In all my encouragement, cheer-leading and mentoring for t-girls, I am guilty of overlooking a fundamental point: if my enthusiasm is trying to compensate for the lack of enthusiasm in someone else, I’ve overstepped my boundaries.
By that standard, I have certainly done so: I’ve been trying to coax t-girls to come out and make a success of it, and recently it became abundantly clear to me that they were not as motivated as befitted my best wishes for their success.
Even though much gratitude has been expressed for my efforts, I wonder how much of that is mere politeness.
Coming out as a t-girl is vastly easier nowadays. The public is more aware of t-girls existing. A great many shows, movies and role models have helped much in this regard.
Also, the benefits go far beyond awareness … many people, including those who manage corporations, are downright positive towards t-girls.

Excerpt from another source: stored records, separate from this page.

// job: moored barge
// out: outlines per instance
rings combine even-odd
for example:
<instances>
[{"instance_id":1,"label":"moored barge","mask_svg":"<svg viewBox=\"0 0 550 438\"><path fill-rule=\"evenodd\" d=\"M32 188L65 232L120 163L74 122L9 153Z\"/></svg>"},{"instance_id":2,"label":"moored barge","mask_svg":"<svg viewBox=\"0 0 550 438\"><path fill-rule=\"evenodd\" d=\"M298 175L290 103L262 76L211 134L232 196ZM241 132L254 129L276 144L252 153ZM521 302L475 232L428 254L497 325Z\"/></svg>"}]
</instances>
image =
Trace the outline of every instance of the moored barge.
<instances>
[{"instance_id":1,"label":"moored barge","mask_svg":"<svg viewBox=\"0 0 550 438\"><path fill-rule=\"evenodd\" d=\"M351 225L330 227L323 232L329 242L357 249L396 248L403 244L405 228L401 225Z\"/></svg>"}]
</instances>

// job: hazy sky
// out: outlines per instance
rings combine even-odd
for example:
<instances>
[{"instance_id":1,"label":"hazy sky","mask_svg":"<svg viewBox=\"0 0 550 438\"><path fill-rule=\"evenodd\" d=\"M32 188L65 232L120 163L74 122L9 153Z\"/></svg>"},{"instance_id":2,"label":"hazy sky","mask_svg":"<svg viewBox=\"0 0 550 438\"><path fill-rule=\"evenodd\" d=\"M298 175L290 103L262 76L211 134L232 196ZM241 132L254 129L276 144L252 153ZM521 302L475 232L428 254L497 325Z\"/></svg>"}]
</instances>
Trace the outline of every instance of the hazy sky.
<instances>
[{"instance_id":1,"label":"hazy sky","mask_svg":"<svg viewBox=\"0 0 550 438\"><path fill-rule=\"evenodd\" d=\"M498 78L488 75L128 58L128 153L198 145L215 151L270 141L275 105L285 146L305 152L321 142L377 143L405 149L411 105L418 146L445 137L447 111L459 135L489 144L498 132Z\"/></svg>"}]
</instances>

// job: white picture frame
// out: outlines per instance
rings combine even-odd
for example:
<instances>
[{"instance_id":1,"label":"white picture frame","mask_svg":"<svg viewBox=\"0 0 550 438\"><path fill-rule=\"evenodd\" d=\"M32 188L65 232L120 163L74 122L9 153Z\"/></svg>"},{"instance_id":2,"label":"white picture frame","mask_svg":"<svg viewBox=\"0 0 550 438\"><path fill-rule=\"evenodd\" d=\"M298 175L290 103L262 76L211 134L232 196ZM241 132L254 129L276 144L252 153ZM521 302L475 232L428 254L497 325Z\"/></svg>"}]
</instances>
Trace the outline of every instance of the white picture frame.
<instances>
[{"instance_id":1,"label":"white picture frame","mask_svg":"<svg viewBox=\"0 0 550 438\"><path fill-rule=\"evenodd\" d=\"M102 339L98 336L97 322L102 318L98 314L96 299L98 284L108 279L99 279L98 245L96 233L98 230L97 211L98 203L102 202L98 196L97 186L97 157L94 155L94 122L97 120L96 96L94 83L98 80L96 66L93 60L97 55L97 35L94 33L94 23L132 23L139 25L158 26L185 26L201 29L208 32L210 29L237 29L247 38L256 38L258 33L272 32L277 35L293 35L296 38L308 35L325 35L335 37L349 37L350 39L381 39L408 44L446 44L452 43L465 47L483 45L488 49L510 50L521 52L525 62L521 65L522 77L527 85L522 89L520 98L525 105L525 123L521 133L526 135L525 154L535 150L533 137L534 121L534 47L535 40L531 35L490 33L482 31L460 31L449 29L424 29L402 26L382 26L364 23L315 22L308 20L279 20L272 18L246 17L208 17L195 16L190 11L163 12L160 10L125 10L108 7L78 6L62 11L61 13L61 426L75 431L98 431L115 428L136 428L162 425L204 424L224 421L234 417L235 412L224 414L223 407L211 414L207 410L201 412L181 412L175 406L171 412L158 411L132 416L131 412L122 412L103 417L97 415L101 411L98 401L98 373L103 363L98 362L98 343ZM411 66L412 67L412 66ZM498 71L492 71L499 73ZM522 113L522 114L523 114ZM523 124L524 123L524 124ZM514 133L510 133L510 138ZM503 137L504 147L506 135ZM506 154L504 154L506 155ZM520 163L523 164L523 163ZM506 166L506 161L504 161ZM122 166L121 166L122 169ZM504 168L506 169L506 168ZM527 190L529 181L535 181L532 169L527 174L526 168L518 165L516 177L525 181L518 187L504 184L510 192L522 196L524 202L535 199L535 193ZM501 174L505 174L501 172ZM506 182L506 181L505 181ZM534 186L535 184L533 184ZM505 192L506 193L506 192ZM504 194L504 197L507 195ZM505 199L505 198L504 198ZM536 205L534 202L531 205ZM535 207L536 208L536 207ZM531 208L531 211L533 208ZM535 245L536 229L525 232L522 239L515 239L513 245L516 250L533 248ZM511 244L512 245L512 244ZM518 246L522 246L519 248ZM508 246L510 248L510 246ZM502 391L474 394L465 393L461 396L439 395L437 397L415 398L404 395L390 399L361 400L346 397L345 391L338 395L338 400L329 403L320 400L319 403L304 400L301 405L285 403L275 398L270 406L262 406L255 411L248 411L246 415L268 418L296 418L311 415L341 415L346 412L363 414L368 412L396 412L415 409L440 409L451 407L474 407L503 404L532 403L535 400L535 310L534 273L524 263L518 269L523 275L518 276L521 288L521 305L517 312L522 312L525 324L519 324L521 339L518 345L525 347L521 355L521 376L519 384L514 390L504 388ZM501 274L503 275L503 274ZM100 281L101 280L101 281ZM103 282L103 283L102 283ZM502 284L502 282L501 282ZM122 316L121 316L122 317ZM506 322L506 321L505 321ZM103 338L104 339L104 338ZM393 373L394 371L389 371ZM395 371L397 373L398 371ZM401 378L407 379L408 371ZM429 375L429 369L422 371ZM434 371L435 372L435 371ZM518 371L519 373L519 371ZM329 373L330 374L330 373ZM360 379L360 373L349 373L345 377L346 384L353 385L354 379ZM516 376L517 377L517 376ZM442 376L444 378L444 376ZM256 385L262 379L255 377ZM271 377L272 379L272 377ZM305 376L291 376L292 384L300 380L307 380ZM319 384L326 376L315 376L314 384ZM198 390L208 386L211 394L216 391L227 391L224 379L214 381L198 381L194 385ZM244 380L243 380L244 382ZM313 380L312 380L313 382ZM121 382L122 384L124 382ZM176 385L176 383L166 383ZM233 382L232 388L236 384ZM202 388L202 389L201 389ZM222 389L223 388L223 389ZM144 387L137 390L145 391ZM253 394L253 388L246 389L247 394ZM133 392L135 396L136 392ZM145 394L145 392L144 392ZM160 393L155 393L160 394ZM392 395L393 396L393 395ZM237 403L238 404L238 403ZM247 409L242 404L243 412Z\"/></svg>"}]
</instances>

In the current context, if a t-girl still doesn’t want to come out, so be it … and it’s not for me to push her into something she doesn’t want to do. If she values living openly as who she is, she’ll pursue it diligently. Those are the t-girls on whom I should focus .. those who are already well on their way and perhaps needing an occasional hug or useful information.
For my own journey, the most helpful people are those to whom I could look up to, and from whose examples I could draw inspiration. If I really want to help t-girls, that seems to be the better way: be a good example.